Via the Minneapolis Star Tribune and the excellent blog Fair Food Fight comes the story of two cows, from two Minnesota farms, that have been reprimanded by the US Food and Drug Administration for bringing cows to slaughter that turned out to have been massively overdosed with antibiotics.

From the Strib:

In a rare move, federal officials sent stern warning letters to two central Minnesota dairy farms, which were among only 30 farms nationwide reprimanded so far this year for violating the rules governing how animal drugs can be used.
J&L Dairy, in Clarissa, Minn., sent a dairy cow to slaughter in March, even though it was drugged with 129 times the amount of penicillin allowed under federal regulations.
Another farm, Evergreen Acres Dairy, LLC, in Paynesville, Minn., was warned by the FDA last month, after one of its cows was found to have more than four times the allowed amount for a certain type of antibiotic. Further inspection found that the farm had misused 10 other drugs. (Byline Lora Pabst)

From one of the FDA’s reprimand letters, to J&L Dairy of Clarissa, Minn.:

Our investigation … found that you hold animals under conditions that are so inadequate that medicated animals bearing potentially harmful drug residues are likely to enter the food supply. … Our investigation found that you routinely administered penicillin G procaine to dairy cows without following the daily dosage amount or dosage amount per injection site as stated in the approved labeling. Your extralabel use of penicillin G procaine was not under the supervision of a licensed veterinarian, in violation of 21 CFR 530.11 (a), and your extralabel use of penicillin G procaine resulted in illegal drug residue, in violation of 21 CFR 530.11(d).

From the other reprimand letter, to Evergreen Acres Dairy of Paynesville, Minn.:

Our investigation … found that you hold animals under conditions that are so inadequate that medicated animals bearing potentially harmful drug residues are likely to enter the food supply.
…The investigation … found that you adulterated the new animal drugs neomycin sulfate, sulfadimethoxine oral solution, oxytetracycline injection, oxytetracycline hydrochloride injection, ceftiofur hydrochloride, ceftiofur crystalline free acid, ceftiofur sodium, penicillin G procaine aqueous suspension, florfenicol, tetracycline hydrochloride soluble powder, and tylosin. Specifically, the investigation revealed that you did not use these drugs as directed by their approved labeling. Use of these drugs contrary to their approved labeling is an extralabel use.

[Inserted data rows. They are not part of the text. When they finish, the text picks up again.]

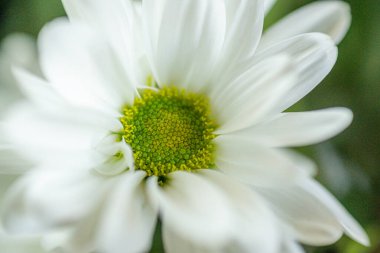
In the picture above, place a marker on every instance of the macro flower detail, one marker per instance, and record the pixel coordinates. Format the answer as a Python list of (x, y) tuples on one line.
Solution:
[(169, 131), (173, 110)]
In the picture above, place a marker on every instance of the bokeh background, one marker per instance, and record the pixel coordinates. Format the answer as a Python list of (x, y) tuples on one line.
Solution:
[(350, 163)]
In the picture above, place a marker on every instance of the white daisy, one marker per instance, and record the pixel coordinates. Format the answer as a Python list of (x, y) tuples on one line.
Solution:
[(16, 49), (174, 109)]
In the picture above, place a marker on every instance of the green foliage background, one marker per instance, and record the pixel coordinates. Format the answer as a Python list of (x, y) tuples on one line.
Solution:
[(354, 83)]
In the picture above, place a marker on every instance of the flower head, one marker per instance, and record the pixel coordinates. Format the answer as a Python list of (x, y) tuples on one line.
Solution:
[(174, 109)]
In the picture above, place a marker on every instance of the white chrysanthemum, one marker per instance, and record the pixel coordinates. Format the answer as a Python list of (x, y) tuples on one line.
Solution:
[(21, 50), (174, 109)]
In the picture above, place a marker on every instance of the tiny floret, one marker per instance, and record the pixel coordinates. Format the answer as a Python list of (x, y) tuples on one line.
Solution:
[(169, 130)]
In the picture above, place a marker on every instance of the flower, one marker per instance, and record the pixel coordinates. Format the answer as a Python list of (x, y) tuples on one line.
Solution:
[(174, 109), (18, 49)]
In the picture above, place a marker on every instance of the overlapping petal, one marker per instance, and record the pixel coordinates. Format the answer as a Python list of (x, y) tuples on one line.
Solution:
[(183, 40), (82, 68), (330, 17), (299, 128), (314, 55), (184, 212)]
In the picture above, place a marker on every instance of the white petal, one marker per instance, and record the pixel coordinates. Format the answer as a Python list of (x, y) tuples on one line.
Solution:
[(36, 133), (21, 245), (257, 229), (128, 221), (308, 219), (300, 128), (184, 39), (113, 156), (118, 21), (50, 197), (313, 54), (330, 17), (193, 208), (269, 4), (174, 244), (291, 246), (244, 25), (37, 90), (11, 162), (81, 67), (253, 95), (255, 164), (348, 223)]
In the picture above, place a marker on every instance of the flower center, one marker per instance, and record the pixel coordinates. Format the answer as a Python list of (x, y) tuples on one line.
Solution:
[(169, 130)]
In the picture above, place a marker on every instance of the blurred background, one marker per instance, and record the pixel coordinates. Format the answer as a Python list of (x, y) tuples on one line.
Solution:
[(350, 163)]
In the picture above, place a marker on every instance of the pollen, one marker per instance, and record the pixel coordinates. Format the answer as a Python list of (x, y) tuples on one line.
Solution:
[(170, 130)]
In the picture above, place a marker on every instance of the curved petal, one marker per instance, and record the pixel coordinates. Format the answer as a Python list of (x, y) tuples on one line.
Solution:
[(118, 21), (268, 5), (244, 25), (12, 162), (183, 40), (113, 156), (300, 128), (330, 17), (291, 246), (252, 96), (50, 197), (82, 68), (348, 223), (37, 90), (21, 245), (256, 228), (187, 202), (36, 133), (314, 55), (255, 164), (313, 216), (128, 222), (309, 221), (174, 244)]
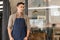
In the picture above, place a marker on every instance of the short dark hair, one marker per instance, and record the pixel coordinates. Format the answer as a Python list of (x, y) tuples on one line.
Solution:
[(19, 3)]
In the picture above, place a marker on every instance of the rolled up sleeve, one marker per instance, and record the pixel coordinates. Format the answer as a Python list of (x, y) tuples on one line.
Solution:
[(28, 24), (10, 22)]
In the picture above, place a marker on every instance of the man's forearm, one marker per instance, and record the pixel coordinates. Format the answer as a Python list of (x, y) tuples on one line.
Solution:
[(9, 32), (28, 32)]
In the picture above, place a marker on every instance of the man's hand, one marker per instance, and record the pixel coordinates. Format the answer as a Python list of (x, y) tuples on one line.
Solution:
[(11, 38), (26, 38)]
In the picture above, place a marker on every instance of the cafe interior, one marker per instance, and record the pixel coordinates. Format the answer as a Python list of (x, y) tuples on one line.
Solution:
[(44, 18)]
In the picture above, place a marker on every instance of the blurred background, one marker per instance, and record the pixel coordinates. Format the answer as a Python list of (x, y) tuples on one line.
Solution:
[(44, 18)]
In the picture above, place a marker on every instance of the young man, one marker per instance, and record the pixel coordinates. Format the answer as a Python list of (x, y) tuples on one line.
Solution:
[(18, 24)]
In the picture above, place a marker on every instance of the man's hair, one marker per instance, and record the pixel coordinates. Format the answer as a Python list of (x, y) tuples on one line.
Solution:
[(19, 3)]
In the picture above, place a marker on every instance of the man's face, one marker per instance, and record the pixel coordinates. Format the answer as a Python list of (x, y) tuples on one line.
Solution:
[(20, 8)]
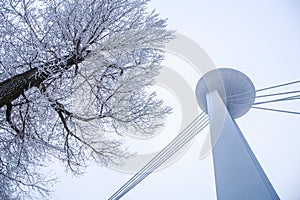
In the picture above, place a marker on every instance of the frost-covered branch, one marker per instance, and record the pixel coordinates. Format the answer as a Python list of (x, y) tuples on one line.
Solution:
[(74, 76)]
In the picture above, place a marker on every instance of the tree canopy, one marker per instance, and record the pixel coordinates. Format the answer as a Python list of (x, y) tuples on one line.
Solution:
[(74, 73)]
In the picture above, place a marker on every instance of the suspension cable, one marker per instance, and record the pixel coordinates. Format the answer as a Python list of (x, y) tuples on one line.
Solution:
[(186, 135)]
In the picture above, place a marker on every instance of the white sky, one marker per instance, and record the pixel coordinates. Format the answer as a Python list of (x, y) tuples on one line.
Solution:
[(259, 38)]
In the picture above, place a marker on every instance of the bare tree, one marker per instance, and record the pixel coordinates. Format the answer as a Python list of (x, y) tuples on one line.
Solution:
[(69, 68)]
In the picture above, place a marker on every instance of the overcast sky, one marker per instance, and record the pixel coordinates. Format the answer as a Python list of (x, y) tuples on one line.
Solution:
[(259, 38)]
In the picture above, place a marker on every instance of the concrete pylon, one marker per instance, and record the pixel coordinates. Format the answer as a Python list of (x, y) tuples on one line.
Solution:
[(238, 174)]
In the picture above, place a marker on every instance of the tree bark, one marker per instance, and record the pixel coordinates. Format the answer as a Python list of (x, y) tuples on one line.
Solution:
[(15, 86)]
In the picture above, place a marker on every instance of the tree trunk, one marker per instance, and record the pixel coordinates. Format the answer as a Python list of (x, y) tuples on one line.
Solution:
[(15, 86)]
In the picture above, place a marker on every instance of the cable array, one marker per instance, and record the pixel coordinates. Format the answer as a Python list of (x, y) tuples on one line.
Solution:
[(196, 126)]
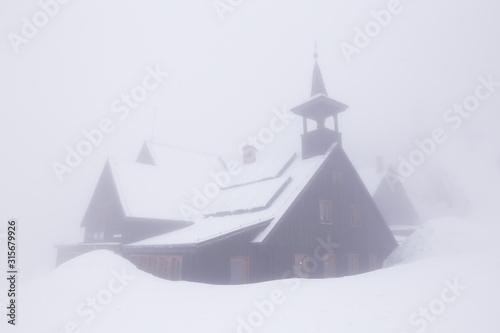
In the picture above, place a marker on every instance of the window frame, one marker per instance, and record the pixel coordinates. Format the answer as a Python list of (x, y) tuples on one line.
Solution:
[(338, 177), (331, 260), (355, 215), (352, 266)]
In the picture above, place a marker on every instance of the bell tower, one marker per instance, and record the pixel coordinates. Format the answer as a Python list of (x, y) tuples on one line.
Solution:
[(319, 108)]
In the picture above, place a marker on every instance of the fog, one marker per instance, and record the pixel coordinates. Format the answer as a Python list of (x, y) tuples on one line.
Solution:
[(225, 79)]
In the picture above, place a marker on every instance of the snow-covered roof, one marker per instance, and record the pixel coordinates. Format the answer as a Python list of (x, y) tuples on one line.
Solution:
[(286, 188), (254, 196), (155, 192), (262, 170)]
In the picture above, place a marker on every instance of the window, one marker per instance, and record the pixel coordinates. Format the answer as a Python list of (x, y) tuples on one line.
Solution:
[(329, 265), (167, 267), (355, 215), (170, 268), (352, 263), (301, 265), (239, 270), (325, 211), (338, 177), (374, 262)]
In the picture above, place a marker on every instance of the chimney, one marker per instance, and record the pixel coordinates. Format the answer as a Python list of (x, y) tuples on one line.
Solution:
[(319, 108), (249, 154), (380, 164)]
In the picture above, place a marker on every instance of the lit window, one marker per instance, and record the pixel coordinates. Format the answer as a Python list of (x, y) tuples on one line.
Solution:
[(169, 267), (338, 177), (301, 265), (325, 211), (239, 270), (355, 215), (352, 263), (374, 262), (329, 264)]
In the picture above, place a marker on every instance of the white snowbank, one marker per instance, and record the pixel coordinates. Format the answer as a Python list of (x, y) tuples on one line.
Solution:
[(447, 271)]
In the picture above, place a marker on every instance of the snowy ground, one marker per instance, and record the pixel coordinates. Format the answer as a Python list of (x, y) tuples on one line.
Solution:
[(442, 279)]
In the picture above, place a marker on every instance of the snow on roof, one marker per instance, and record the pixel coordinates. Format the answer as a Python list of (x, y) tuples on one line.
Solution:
[(165, 156), (247, 198), (154, 191), (298, 174), (371, 178), (262, 170), (307, 169)]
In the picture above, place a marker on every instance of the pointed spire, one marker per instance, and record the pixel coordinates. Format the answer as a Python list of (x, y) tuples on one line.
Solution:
[(318, 86)]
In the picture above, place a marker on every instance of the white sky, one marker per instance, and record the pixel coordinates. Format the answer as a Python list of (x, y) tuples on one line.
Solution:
[(226, 78)]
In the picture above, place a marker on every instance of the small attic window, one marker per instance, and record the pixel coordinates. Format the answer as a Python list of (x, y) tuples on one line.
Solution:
[(249, 154)]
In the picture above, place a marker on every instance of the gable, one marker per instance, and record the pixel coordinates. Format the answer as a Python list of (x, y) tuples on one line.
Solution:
[(105, 205)]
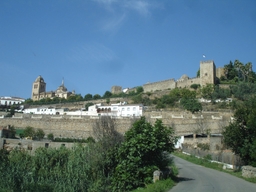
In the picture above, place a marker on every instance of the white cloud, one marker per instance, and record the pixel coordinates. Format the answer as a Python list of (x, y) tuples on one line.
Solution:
[(142, 7), (113, 23), (92, 53)]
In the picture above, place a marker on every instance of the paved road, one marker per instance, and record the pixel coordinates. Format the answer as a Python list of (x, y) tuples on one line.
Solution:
[(195, 178)]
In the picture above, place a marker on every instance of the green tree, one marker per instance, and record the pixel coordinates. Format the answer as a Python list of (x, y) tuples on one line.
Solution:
[(87, 105), (88, 97), (195, 86), (39, 134), (29, 132), (96, 96), (240, 135), (107, 94), (139, 89), (191, 104), (79, 97), (142, 152), (50, 136), (207, 91)]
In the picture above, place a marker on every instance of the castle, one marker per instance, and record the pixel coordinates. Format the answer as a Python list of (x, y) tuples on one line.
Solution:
[(208, 75), (39, 90)]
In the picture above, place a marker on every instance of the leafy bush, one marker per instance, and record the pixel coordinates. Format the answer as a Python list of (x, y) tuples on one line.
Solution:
[(141, 154)]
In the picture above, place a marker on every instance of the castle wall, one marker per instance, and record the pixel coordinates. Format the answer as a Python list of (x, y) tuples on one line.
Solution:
[(186, 83), (160, 85), (220, 72), (81, 127)]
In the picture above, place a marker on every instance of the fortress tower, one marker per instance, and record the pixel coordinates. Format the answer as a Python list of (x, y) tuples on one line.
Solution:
[(38, 88), (207, 73)]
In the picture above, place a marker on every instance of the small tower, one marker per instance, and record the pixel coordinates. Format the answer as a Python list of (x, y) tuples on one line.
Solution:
[(38, 88), (207, 73)]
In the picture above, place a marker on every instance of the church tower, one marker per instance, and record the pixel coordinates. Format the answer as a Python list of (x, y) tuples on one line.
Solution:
[(38, 88), (207, 73)]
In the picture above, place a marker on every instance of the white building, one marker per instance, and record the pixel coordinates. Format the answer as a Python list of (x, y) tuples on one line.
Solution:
[(44, 110), (8, 101), (119, 109)]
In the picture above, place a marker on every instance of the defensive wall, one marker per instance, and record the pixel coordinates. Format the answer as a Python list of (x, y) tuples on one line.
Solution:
[(186, 83), (184, 123), (160, 85)]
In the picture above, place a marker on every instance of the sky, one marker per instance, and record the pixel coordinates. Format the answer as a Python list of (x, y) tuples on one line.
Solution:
[(95, 44)]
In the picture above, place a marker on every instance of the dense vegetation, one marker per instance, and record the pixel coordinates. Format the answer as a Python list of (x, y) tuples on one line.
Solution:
[(112, 163), (240, 135)]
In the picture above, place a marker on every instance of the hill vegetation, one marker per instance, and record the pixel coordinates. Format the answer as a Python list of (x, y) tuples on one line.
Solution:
[(112, 163)]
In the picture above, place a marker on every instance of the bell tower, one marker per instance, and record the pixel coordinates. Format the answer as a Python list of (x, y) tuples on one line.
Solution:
[(38, 88)]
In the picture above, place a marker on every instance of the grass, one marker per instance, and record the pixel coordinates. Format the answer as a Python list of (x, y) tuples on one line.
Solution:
[(217, 166), (158, 186), (161, 185)]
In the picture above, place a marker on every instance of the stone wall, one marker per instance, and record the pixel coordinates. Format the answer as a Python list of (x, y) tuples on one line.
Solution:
[(184, 123), (160, 85), (249, 172), (186, 83)]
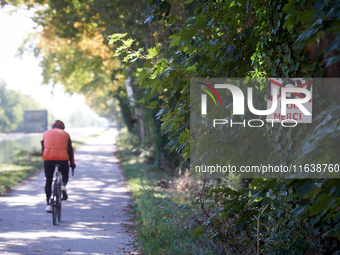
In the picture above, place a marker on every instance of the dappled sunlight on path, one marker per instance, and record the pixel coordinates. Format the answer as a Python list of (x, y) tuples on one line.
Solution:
[(92, 217)]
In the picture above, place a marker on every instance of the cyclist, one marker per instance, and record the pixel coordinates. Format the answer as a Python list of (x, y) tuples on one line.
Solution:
[(56, 148)]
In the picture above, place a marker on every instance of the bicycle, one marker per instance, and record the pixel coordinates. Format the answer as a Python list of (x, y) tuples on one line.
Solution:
[(56, 196), (56, 199)]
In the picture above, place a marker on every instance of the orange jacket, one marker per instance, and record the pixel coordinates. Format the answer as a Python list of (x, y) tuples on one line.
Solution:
[(57, 145)]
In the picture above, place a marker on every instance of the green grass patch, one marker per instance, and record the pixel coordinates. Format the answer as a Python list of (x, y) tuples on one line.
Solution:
[(24, 166), (163, 220)]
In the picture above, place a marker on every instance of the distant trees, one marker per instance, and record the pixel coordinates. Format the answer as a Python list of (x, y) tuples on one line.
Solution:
[(12, 107)]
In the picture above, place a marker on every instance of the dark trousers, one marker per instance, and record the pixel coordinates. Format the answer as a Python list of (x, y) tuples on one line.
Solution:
[(49, 166)]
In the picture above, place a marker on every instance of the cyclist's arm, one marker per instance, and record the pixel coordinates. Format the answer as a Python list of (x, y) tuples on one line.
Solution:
[(70, 152)]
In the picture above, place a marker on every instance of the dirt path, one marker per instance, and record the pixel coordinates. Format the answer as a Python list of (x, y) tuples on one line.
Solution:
[(93, 217)]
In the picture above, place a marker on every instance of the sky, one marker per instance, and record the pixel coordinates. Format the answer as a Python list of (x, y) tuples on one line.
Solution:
[(23, 74)]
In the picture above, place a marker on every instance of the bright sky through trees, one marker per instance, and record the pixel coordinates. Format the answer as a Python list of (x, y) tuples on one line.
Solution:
[(24, 74)]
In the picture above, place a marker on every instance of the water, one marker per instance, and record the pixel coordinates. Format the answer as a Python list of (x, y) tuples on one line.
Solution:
[(13, 143)]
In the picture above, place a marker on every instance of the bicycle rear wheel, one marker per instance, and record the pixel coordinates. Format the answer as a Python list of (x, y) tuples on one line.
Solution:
[(59, 203), (54, 203)]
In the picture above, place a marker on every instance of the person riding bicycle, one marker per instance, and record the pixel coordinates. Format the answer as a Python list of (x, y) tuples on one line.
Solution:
[(56, 148)]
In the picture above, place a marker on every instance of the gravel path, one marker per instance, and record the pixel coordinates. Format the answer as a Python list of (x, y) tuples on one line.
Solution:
[(93, 218)]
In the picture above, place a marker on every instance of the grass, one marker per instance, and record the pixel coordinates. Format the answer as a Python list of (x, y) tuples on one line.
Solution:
[(163, 223), (26, 164)]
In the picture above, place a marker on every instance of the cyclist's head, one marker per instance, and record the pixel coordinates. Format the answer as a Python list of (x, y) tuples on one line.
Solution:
[(58, 124)]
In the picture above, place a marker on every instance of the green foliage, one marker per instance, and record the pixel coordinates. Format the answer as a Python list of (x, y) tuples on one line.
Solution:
[(12, 107), (252, 39)]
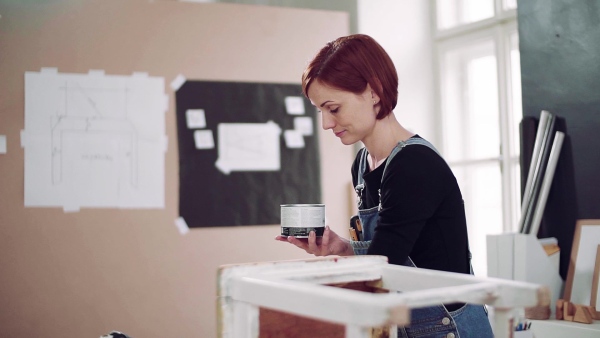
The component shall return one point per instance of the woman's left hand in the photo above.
(330, 244)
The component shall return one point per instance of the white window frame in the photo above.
(498, 28)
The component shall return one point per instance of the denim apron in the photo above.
(468, 321)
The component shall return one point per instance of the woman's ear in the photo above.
(373, 94)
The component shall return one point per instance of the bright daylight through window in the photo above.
(480, 110)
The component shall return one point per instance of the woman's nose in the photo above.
(328, 121)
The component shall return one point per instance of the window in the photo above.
(476, 44)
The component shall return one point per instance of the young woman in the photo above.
(409, 202)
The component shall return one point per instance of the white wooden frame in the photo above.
(295, 287)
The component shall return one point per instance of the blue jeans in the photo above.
(470, 321)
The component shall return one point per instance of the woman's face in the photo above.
(350, 116)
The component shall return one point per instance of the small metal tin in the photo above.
(299, 220)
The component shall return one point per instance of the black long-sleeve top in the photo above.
(422, 213)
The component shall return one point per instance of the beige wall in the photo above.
(83, 274)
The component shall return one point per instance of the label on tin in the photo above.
(299, 220)
(301, 232)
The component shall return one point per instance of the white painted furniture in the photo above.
(297, 287)
(521, 257)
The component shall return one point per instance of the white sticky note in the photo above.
(294, 105)
(204, 139)
(304, 125)
(71, 208)
(195, 118)
(2, 144)
(182, 226)
(293, 139)
(96, 72)
(49, 70)
(178, 82)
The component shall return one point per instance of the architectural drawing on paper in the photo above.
(94, 140)
(94, 113)
(249, 146)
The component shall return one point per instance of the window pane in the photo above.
(470, 103)
(515, 80)
(451, 13)
(510, 4)
(482, 191)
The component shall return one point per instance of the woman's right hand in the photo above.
(330, 244)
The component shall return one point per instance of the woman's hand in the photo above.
(329, 244)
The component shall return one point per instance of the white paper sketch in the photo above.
(293, 139)
(203, 139)
(248, 147)
(304, 125)
(94, 140)
(195, 118)
(294, 105)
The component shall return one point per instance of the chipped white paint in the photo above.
(296, 287)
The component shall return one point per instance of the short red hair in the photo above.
(350, 63)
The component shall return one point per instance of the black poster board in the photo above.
(209, 196)
(560, 72)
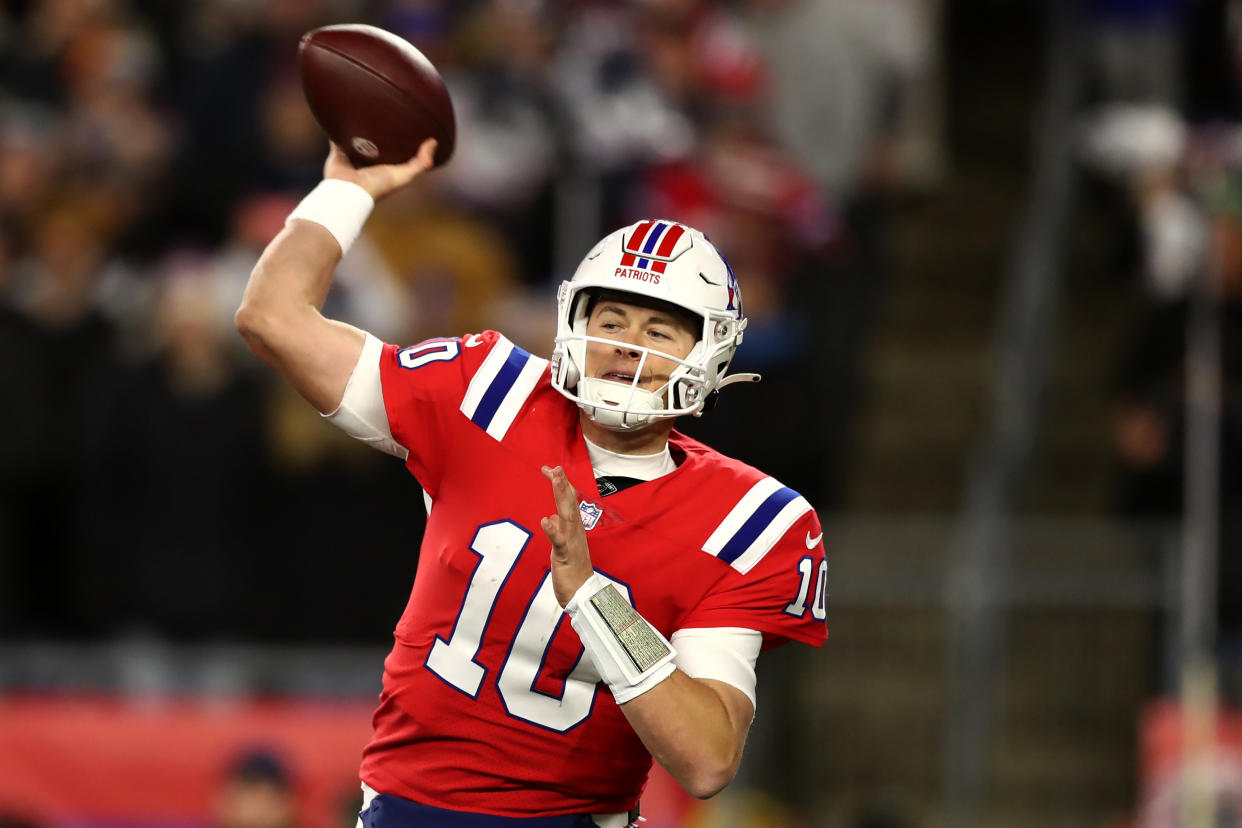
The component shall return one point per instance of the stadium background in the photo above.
(969, 234)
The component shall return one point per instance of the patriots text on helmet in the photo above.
(635, 273)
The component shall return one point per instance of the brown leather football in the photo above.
(375, 94)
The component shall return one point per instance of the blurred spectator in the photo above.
(256, 792)
(1134, 50)
(61, 353)
(851, 88)
(508, 133)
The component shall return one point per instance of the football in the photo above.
(375, 94)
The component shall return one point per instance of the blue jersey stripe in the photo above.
(755, 524)
(499, 387)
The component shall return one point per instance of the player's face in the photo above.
(635, 325)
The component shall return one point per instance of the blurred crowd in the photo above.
(155, 478)
(1161, 150)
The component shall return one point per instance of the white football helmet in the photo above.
(671, 263)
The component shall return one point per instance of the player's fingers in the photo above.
(563, 493)
(552, 528)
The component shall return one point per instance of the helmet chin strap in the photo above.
(605, 402)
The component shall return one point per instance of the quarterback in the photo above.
(594, 587)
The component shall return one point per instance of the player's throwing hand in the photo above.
(380, 179)
(570, 555)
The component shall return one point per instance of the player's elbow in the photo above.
(252, 323)
(709, 777)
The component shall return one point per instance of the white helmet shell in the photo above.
(667, 262)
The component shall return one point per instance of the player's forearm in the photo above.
(280, 314)
(689, 730)
(293, 273)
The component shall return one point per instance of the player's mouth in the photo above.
(619, 376)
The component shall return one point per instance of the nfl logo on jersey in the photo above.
(590, 514)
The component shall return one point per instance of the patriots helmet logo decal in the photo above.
(734, 289)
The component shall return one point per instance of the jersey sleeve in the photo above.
(435, 389)
(783, 594)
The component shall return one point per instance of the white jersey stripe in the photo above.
(769, 536)
(486, 375)
(747, 507)
(753, 528)
(517, 396)
(501, 386)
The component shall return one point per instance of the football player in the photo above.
(594, 587)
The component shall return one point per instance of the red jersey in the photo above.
(489, 704)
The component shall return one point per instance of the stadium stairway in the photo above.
(1061, 749)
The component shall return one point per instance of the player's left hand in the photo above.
(570, 555)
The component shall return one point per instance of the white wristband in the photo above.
(630, 654)
(339, 206)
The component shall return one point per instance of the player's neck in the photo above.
(651, 440)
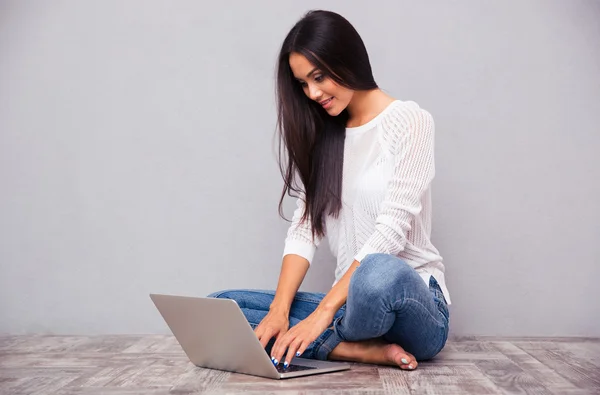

There are some important points to make here.

As we’ve talked about before, many of the antibiotics used in food animals are effectively over-the-counter drugs; farmers can buy them in feed stores and administer them without a veterinarian’s supervision. (Putting an end to OTC animal antibiotics is the goal of Rep. Louise Slaughter’s legislation, the Preservation of Antibiotics for Medical Treatment Act (PAMTA), supported by the Obama Administration supports; post here.) Without such supervision, it is easier for a farmer to make a mistake in dosing, or to give the drugs too close to animal’s slaughter time, so that the drug’s don’t wash out of the animal’s system but remain in its meat after death.

A second important point is that we talk a lot here about the dangers of industrial-scale farming, in which antibiotics are given to animals that are not sick, either in small doses as growth promoters or in treatment-size doses to prevent illness spreading through a flock or herd. Antibiotic misuse has become linked in the public mind with the enormous animal-raising operations known as CAFOs. But both these reprimanded farms were family farms, not CAFOs. These reprimands underline that inappropriate antibiotic use is not a function of farm size — it’s a by-product of market pressure.